Les habitants de Mbour 4, commune de Thiès, se sont réveillés, le samedi 23 janvier 2021 surpris. Le préfet de Thiès, Moussa Diagne et le patron de la Direction de la surveillance et de la conservation des sols (DSCOS) Papa Saboury Ndiaye, accompagnés d’une forte colonie de gendarmes, ont démoli des centaines de maisons, plongeant leurs occupants dans une tristesse indescriptible.
« On a vu des maisons, construites à coût de millions, tombées en ruines en moins de quatre heures », a déclaré Amadou Dia, vice-président des victimes de Mbour, invité sur iRadio. Contrairement au chef des Opérations qui a fait savoir que 258 sommations ont été servies aux occupants des lieux, Amadou Dia persiste qu’ils n’ont reçu aucune sommation, aucun arrêté et aucune ordonnance venant du juge.
Les dégâts matériels sont inestimables pour le moment même si un montant exact n’a pas encore été dénommé. « Nous sommes en train de faire le décompte. Les dégâts sont lourds, les familles impactées sont nombreuses. Des millions ont été réduits en poussière », a révélé Amadou Dia, révélant dans le même sillage, qu’une dame a perdu son bébé ce jour-là. « Paniquée, elle a accouché avant terme et le bébé est décédé. Je n’avais jamais vu une telle situation auparavant », a-t-il raconté.

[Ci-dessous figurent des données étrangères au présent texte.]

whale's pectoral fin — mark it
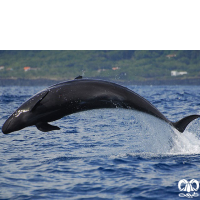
[36,122,60,132]
[172,115,200,133]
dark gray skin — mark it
[2,77,200,134]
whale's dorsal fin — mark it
[75,75,83,79]
[36,122,60,132]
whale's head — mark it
[2,108,31,134]
[2,91,48,134]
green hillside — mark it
[0,50,200,81]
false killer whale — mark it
[2,76,200,134]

« C’est la partie la plus convoitée qui est démolie »
En effet, les victimes pensent que quelque chose se cache derrière cette mobilisation. Elles pensent qu’on veut les déguerpir pour en installer d’autres. « Ils ont démoli les maisons qui sont très proches de l’aéroport. C’est la partie la plus convoitée. Nous pensons qu’il y a des non-dits dans cette affaire. Nous estimons qu’il y a des personnes pontes qui sont derrière cette démolition. Parce que des parcelles peuvent coûter jusqu’à 20 millions de francs CFA », a soutenu le vice-président des victimes. Il interpelle le président de la République en lui demandant de régulariser leur situation comme il l’avait promis en décembre 2017.
Juriste et expert foncier, Rosnert Ludovic Alissoutin relève un problème grave au Sénégal. Selon lui, les gens n’aiment pas dire la vérité et trouver des solutions durables à des problèmes béants.
« Il y a un conflit de logique parce que la coutume sénégalaise veut que les gens occupent des terres parce que les ancêtres étaient là. L’Etat a une autre loi qui veut que personne n’habite sur un terrain s’il n’a pas un papier qui porte, au moins, la signature de l’Etat. Mais cette loi n’est pas totalement appliquée. Donc pourquoi vouloir lever un jour et appliquer la loi », s’est-il interrogé.
Avant d’ajouter : « Il est vrai qu’un lotissement dans une forêt classée est illégal. On ne peut pas habiter dans une forêt tant qu’elle est classée même s’il n’y a pas d’arbres. Mais le chef de l’Etat avait promis de régulariser parce que c’est la seule solution. Je ne vois pas pourquoi se précipiter à casser des maisons dans le but de protéger une forêt. Il fallait passer par un autre chemin. Il faut appliquer la loi mais pas au prix de casser la paix sociale ».
« Il y a des autorités qui ont des maisons pied dans l’eau. Cela est illégal »
Toutefois, l’expert foncier renseigne que devant la loi, les victimes n’auront pas gain de cause puisqu’elles n’ont aucun papier attestant que les terres leurs appartiennent. Ainsi, demande qu’une enquête soit ouverte et que les prémoteurs immobiliers véreux qui ont morcelé les parcelles soient sanctionnés.
« Il faut sanctionner ceux qui ont eu l’audace de faire un lotissement dans la forêt classée. La loi est claire. Pour un lotissement, il faut une autorisation du ministère de l’urbanisme et une délibération de la mairie », plaide-t-il.
Très en verve, il dit ne pas comprendre qu’on laisse des gens vivre au bord de la mer et qu’on veuille déloger plus de 2500 familles de leurs maisons.
« Ici à Dakar, il y a des autorités qui ont des maisons pied dans l’eau. Cela est illégal. Pourquoi on ne casse pas ces maisons-là. Pourquoi on casse les maisons de pauvres gens. On ne peut pas chercher un troisième mandat et humilier les gens. La loi a dit qu’on ne peut pas habiter dans un domaine public de l’état », précise-t-il.